Physical and Analytical Chemistry Seminar
Lecturer: Prof. Vladimir M. Mirsky
Location: Faculty Seminar Room
Detection of nano- and microparticles of technical and biological origin by wide field surface plasmon microscopy
Detection and analysis of nano- and microparticles of different origin is an important task for chemical analytics, medical diagnostics, food industry, biotechnology, environmental monitoring and for many other fields of science and industry. For this purpose, a method based on the detection and analysis of minute signals in surface plasmon resonance images due to adsorption of single particles was developed.

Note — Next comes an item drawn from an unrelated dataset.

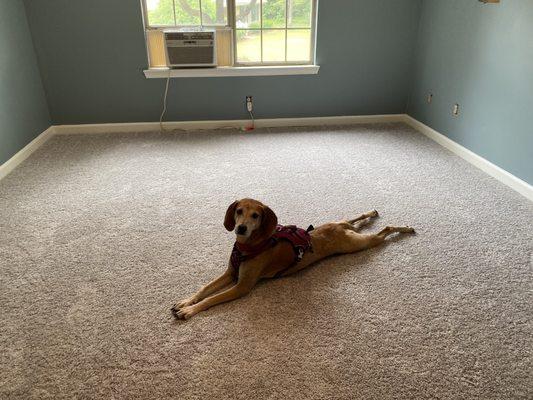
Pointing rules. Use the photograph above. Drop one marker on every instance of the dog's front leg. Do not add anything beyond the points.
(218, 284)
(230, 294)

The new technology allows one a real-time detection of interaction of single nanoparticles of different origin with a sensor surface. An adsorption of each nanoparticle leads to the characteristic diffraction image whose intensity depends on the size and chemical composition of the particle. A number of the nanoparticle–surface binding events per time and surface area characterizes volume concentration. A large monitored surface area of the sensor surface allows one to detect many hundreds of events in each frame or totally up to a million particles on the sensor surface; it leads to a very high dynamic range of counting and to a correspondingly high dynamic range in the concentration scale. Depending on the type of particles and experimental conditions, the detection limit for aqueous samples can be below 100 nanoparticles per microliter. Stable analysis of nanoparticles in very complex environments (fruit juice, cosmetic formulations) was demonstrated.
To determine chemical composition of single nanoparticles separately, the wide field surface plasmon microscopy can be used as a tandem technique. For example, to analyze technical nanoparticles, it can be assisted by electrochemical system. In this case, the gold sensor surface is used both for plasmon microscopy and as a working electrode of an electrochemical cell. An application of a linear potential sweep to this electrode leads to electrochemical conversions of the nanoparticles and corresponding change in their refractive index; a value of the electrical potential of this conversion characterizes the material of the particular nanoparticle. Notably, such analysis is performed simultaneously but independently for each adsorbed particle.
The method of wide field surface plasmon microscopy can be applied for ultrasensitive detection and analysis of nano- and microparticles of biological (bacteria, viruses, exosomes), biotechnological, (liposomes, protein nanoparticles for drug delivery) or technical (metallic, oxides, plastic, etc.) origin as well as for investigation of interaction of nanoparticles with surfaces.